I was hopeful though, he was giving a more dramatic performance, there was Rhys Ifans to back him up, Jennifer Jason Leigh was there too and she also came up with the story, and Noah Baumbach who wrote and directed The Squid and the Whale as well as a number of other slightly off-kilter stories and films.
So what did Greenberg have in store? It seemed that it could deliver quite a bit and I was eager to see Stiller in something more meaty, dramatic and less comic.
While there he connects with his brother's personal assistant and a strange relationship tries to form, however he just can't seem to let anything good happen around him, even when he reconnects with the friends and the lover that he left behind.
Greenberg is a bit of a strange film to be honest, strange not just in story but also in the characters. For a good part of the film I struggled with making any connection with any of the characters as there was little to like about them and they were extremely flimsily built on screen. This was clear by the arrival of some of the secondary characters such as those played by Rhys Ifans and Jennifer Jason Leigh, although the latter was a tiny role, the development of her character seemed about as much as that of the main roles for most of the film.
We never really understood about Greenberg's issues or how they came to be apart from one that's hinted at in the relationship with Ifans' character of Ivan where a couple of scenes refer back to the failed band from when they left college. It's an event and a character relationship that seems quite vital to the story of Greenberg and yet never feels as though it's been properly explored, despite it being referenced a number of times neither the characters in the film or we get a chance to examine and understand them.
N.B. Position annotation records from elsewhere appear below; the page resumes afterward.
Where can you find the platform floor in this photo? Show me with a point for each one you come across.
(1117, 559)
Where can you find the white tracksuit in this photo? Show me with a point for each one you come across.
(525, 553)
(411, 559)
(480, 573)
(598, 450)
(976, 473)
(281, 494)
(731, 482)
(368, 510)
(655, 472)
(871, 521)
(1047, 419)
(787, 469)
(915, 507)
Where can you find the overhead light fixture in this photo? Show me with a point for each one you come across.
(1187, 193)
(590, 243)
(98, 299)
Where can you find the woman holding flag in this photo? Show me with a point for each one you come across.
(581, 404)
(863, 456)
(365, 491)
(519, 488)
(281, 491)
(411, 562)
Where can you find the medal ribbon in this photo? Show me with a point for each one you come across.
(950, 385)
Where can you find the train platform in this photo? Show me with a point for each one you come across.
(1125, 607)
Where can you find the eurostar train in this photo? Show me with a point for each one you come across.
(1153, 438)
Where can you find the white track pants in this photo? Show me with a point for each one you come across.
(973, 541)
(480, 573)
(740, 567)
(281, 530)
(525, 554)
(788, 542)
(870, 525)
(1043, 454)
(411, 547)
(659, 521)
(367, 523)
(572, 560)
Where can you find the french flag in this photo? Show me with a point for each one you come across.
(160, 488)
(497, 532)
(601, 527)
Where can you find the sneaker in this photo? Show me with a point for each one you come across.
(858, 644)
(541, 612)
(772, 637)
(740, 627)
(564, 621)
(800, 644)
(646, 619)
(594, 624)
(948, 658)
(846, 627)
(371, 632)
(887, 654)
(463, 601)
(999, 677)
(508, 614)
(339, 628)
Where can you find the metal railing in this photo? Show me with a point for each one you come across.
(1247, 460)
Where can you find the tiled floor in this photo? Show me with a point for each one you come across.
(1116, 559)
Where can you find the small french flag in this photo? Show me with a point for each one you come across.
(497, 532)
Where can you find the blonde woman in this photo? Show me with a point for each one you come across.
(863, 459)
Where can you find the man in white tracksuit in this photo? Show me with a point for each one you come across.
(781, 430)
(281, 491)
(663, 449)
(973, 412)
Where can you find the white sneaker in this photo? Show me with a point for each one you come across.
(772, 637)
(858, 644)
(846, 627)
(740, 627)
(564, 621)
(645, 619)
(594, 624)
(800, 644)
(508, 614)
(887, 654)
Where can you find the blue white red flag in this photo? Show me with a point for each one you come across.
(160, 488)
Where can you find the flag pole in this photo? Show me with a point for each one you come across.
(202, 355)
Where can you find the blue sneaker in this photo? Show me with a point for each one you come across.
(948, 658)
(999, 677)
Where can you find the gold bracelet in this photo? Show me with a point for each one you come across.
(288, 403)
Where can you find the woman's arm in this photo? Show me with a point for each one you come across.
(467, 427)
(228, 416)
It's a comment I feel comes up a lot about the film. None of the characters were explored to any depth and I never really felt I connected with them on any level, and indeed watching the character of Greenberg sigh his way through another slowly paced scene just pushed me further away from the story. His character was all over the place and very introspective, which is a difficult thing to make work with an expectant audience and no internal monologue for them to follow. When he erupts for no reason and seems to sabotage a relationship that we're not even sure had gone anywhere, it all seemed rather confused and empty, and it didn't seem to be leading us or the characters anywhere.
I also find something rather odd about Greta Gerwig and struggle with her on screen, and with her role in Greenberg I got just that. It's like a number of actors and actresses these days who seem to get praise for doing next to nothing but mumbling lines and giving a confused and scattered performance. To her defence it seems that it's her character in the film, but it's not something that draws the audience to her character. Again her character suffers from lack of development, and we know little about her. She sings, she has friends, she was at university, she's a personal assistant and has family. There, I think I've developed her about as much as the film did.
However films don't actually have to develop their characters greatly for the story to be engaging, but they need to capture the audience in some way for them to connect to something, and I just didn't feel that with Greenberg. Not until the last act when the film stopped trying to present itself with style and mood and get on with some dialogue and interaction.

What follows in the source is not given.